- Directed by: Louis King
- Written by: Richard Macaulay; George Bricker; Luci Ward; Joseph K. Watson; Hugh Cummings; Michael Jacoby;
- Produced by: Bryan Foy
- Starring: James Melton; Patricia Ellis; Marie Wilson;
- Cinematography: Arthur L. Todd
- Edited by: Jack Saper
- Music by: Heinz Roemheld
- Production company: Warner Bros. Pictures
- Distributed by: Warner Bros. Pictures
- Release date: May 1, 1937;
- Running time: 60 minutes
- Country: United States
- Language: English

= Melody for Two =

1937 film by Louis King

Melody for Two is a 1937 American musical film directed by Louis King and starring James Melton, Patricia Ellis and Marie Wilson.

The film is notable for introducing the song "September in the Rain", which subsequently became a pop standard.
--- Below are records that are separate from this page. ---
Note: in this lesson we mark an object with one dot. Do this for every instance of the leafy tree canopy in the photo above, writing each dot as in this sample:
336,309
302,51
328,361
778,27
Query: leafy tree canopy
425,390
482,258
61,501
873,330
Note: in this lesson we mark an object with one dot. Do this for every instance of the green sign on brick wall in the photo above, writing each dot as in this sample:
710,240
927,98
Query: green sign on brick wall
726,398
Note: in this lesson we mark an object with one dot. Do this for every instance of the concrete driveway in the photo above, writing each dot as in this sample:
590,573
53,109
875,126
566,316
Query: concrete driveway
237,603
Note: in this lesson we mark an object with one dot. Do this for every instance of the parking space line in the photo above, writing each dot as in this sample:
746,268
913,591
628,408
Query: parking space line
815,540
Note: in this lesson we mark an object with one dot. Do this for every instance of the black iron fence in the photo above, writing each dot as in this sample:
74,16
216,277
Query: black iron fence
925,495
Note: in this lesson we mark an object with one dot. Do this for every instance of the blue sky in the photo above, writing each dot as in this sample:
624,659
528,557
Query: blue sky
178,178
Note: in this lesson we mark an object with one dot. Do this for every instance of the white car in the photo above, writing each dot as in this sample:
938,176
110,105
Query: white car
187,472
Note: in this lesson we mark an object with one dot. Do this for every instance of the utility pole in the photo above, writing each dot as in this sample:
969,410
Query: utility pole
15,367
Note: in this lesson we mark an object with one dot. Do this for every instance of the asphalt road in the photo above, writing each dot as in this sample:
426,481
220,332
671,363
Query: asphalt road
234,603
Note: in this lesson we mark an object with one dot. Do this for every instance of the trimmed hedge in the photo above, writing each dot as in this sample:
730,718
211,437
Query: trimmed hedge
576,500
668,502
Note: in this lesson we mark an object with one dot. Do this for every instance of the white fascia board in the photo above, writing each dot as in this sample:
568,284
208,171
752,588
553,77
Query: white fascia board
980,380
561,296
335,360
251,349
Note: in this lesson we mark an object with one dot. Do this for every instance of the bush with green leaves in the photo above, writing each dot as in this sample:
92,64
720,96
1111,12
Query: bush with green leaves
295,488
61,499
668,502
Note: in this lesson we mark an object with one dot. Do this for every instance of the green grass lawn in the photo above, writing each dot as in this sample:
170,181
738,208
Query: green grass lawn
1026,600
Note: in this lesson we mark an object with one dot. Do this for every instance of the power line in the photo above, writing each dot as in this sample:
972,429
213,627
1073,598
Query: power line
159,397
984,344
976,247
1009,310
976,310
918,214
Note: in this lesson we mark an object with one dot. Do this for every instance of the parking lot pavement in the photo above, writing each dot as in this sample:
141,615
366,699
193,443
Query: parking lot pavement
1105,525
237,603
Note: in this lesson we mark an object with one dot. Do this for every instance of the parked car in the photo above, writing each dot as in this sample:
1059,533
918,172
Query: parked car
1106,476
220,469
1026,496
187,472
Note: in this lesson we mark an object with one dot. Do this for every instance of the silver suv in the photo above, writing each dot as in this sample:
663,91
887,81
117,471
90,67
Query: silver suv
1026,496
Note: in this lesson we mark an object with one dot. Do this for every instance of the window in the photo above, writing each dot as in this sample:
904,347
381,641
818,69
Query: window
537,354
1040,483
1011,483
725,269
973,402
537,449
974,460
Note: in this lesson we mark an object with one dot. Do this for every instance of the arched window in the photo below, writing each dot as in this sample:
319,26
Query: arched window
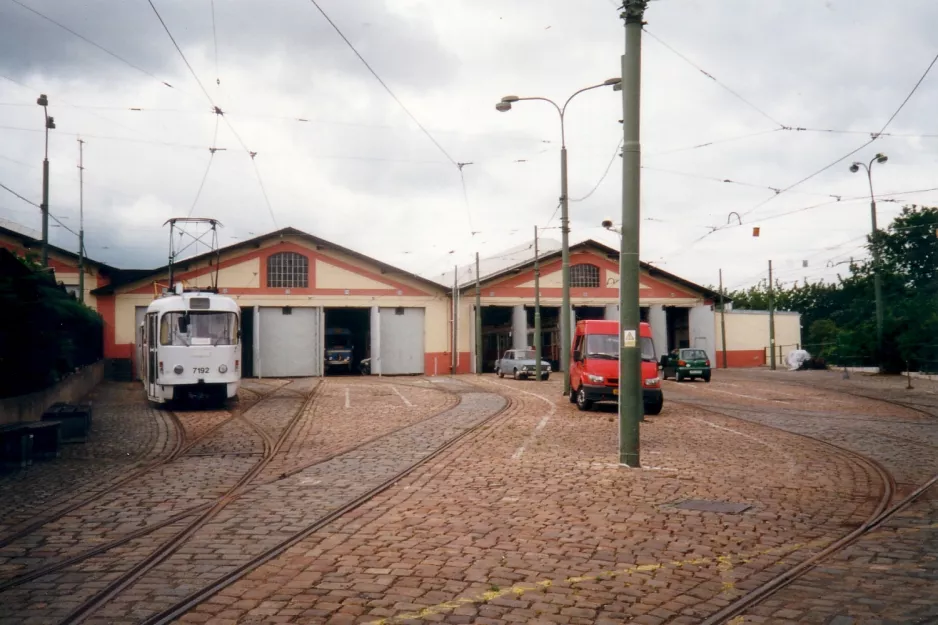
584,276
288,270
The film's art direction was by Esdras Hartley.

==Reception==
===Critical response===
Frank S. Nugent of The New York Times writes in his review: "Whipping itself into a fine orchestral frenzy, Melody for Two (at the Palace) posts tenor James Melton behind one swing band and alto Patricia Ellis behind another. As friendly enemies in the night clubs and over the airways they are prepared to fight it out, even if it takes all Summer. Mr. Melton has a pleasant voice for a few pleasant Warren and Dubin tunes and Miss Ellis and Wini Shaw handle their vocal stints easily. But nothing much ever happens—certainly nothing you can't afford to miss. Would it surprise you very much if we whispered that the rival bands and band leaders ultimately appear on twin stages for Delight cigarettes? We thought not. . . . The other half of the double bill is Café Metropole."